This study aims to present a computational investigation of a hybrid battery thermal management system (BTMS) that combines phase change material (PCM) with liquid cooling for lithium-ion battery cells. Effective thermal regulation is crucial for ensuring safety and performance, particularly under high charge and discharge rates that generate significant heat.
A three-dimensional transient CFD model was developed in ANSYS Fluent using the enthalpy porosity method to simulate the melting behaviour of n-eicosane PCM and forced convection within a copper and aluminium cold plate. A Panasonic NCR18650PF cylindrical cell with a capacity of 2.4 Ah and nominal voltage of 3.6 V was modelled as a uniform heat source producing 94,023.8 W/m³ at a 3C discharge rate. Different BTMS configurations were analysed to evaluate temperature rise, temperature distribution and uniformity.
The hybrid configuration effectively reduced the maximum temperature compared to standalone liquid cooling.

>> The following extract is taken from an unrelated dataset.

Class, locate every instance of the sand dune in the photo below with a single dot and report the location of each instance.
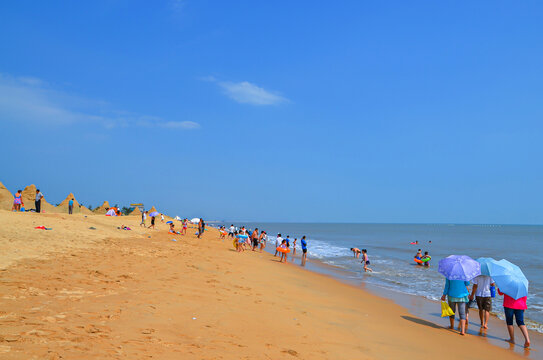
(6, 198)
(101, 210)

At ambient temperatures of 300 K and 305 K, the 50% PCM coverage reduced peak temperatures from 338.21 K to 306.24 K and from 343.21 K to 310.50 K, corresponding to reductions of 9.3% and 9.5%. The temperature uniformity index (TUI) also improved significantly, decreasing from 3.42% and 3.26% to 0.46% and 0.40%. In a four-cell arrangement using the same PCM design, comparable performance was observed with TUI values of 0.57% and 0.42%, and PCM melting began at 425 s, indicating strong scalability.
These results demonstrate that the hybrid PCM and liquid cooling approach offer an efficient and scalable solution for managing thermal conditions in cylindrical battery cells used in electric vehicles.